Daß die Kosteninflation die Aktivität der Unternehmerschaft hemmt und die Investitionsfreudigkeit nachläßt und allmählich schwindet, liegt auf der Hand. Zwar macht die fortschreitende Industrialisierung die Anschaffung von Kapitalgütern notwendig, und auch der Arbeitermangel zwingt immer stärker zur Mechanisierung und Automatisierung; doch verringerte sich die Zuwachsrate der Bruttoinvestitionen ganz erheblich von 11 % im Jahre 1960 auf 4 % 1962, während sie 1963 bestenfalls noch 2 % betragen wird. Diese Rückläufigkeit spiegelt deutlich die Schrumpfung der Betriebsgewinne. Nun ist es für die großen Konzerne in Holland ein Leichtes, sich durch Aktienbegebungen und Obligationsanleihen das nötige Betriebs- und Investitionskapital auf dem meist flüssigen Kapitalmarkt zu beschaffen. Für die zahlreichen Mittel- und Kleinbetriebe jedoch, die zudem nicht an der Börse eingeführt sind, ist es außerordentlich schwierig, risikotragendes Kapital aufzutreiben. Gerade aber dieser breite Wirtschaftssektor trägt an der Bürde der stetigen Kostensteigerung am schwersten.

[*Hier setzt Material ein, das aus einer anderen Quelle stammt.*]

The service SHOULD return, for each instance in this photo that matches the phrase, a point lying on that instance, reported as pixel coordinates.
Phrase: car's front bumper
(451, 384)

Was erwartet die holländische Wirtschaft vom neuen Jahr? Bestenfalls Konsolidierung dessen, was sie in den verflossenen Jahren mühsam geschaffen hat. Zwar hat sich die Regierung zur Einführung der freien Lohnpolitik entschlossen, wobei der Wirtschaft die Verantwortung überlassen werden soll, doch ist amtlich schon errechnet worden, daß die Löhne bestenfalls nur noch um 2,7 % steigen können. Der Lohnkonflikt aber, der kürzlich zwischen Arbeitgebern und Arbeitnehmern in der Metallindustrie ausgebrochen ist (die 40 % aller holländischer Industriearbeiter beschäftigt und gut ein Drittel des gesamten Bruttosozialproduktes bestreitet), läßt wenig Gutes ahnen.

Während die Unternehmer auf die schwierige Lage u. a. im Schiffbau und bei den Zulieferbetrieben hinweisen, auf die verschärfte Konkurrenz und die nachlassenden Preise und in Anbetracht dessen, daß sie 1963 für ihre Arbeiter die Prämie für die neue Invaliditätsrente und einen Ausgleichsbetrag für die heraufgesetzte Altersrentenprämie zahlen müssen, eventuell noch eine Lohnerhöhung von 1 1/2 % aufbringen können, fordern die Arbeiter mindestens 3 1/2 %.